An emerging opportunity for business to protect our ocean resources is by investing in so-called blue carbon—or marine carbon offsets—to help restore coastal environments and reverse the impacts of climate change. According to scientists, marine plants such as mangroves and sea-grass beds absorb greenhouse gases such as carbon dioxide at rates between 50 and 100 times faster than land vegetation. But while businesses can offset carbon emissions by investing in terrestrial forest conservation, no such programs for ocean and coastal environments currently exist. Organizations like Conservation International and the World Wildlife Fund are identifying and developing coastal conservation projects that might be eligible as blue carbon investments. Experts say opportunities to invest in blue carbon will become available over the next several years.

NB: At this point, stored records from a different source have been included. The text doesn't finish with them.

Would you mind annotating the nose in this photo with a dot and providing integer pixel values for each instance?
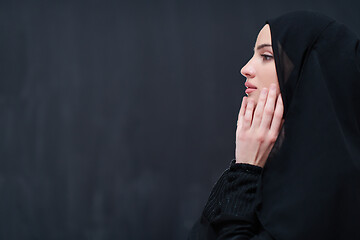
(248, 70)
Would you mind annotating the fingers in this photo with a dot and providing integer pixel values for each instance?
(278, 114)
(248, 114)
(260, 108)
(242, 111)
(269, 108)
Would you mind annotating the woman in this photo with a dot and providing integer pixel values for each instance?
(309, 187)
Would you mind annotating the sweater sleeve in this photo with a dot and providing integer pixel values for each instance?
(230, 210)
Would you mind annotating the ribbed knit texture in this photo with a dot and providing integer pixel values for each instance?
(234, 193)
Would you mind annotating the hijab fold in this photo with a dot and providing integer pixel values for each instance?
(311, 181)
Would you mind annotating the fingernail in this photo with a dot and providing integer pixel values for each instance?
(263, 92)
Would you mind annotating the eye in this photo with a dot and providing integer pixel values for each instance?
(267, 57)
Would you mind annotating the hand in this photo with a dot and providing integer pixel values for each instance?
(256, 133)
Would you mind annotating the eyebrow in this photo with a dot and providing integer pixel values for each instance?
(262, 46)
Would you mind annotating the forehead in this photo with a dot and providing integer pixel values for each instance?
(264, 35)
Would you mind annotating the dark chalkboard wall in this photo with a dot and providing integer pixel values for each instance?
(118, 117)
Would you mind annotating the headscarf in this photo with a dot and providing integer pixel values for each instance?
(311, 181)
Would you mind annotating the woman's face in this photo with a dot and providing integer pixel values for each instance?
(260, 71)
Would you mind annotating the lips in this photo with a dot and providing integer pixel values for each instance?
(249, 87)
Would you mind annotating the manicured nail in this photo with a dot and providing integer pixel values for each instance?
(263, 92)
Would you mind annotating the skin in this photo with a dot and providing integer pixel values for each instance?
(260, 69)
(260, 115)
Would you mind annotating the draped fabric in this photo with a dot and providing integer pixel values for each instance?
(311, 182)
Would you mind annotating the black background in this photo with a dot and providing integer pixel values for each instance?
(118, 116)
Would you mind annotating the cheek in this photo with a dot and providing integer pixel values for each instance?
(270, 76)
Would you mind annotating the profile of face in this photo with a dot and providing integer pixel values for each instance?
(260, 71)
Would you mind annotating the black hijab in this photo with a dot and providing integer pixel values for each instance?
(311, 181)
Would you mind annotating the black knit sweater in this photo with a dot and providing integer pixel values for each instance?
(230, 210)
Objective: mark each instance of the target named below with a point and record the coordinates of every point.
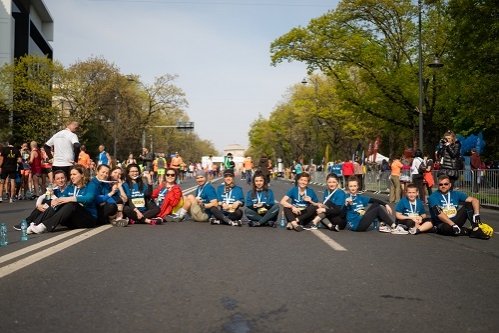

Capital for such projects might also come from the revenues collected from businesses through emissions-trading schemes like the one recently approved by the California Air Resources Board.
Without independent action by the business community, it’s unlikely that government and civil society alone will be able to successfully address the myriad threats facing our oceans from climate change, overfishing, coastal development, and pollution. It’s equally clear there’s a business case for action: Coastal and ocean areas represent a largely untapped opportunity for businesses to invest in safeguarding ecosystem services that return big dividends to investors and the economy as a whole. By launching fresh commitments to conserve our oceans and the ecosystem services they deliver, businesses can help safeguard key natural resources and expand green markets in the months and years ahead.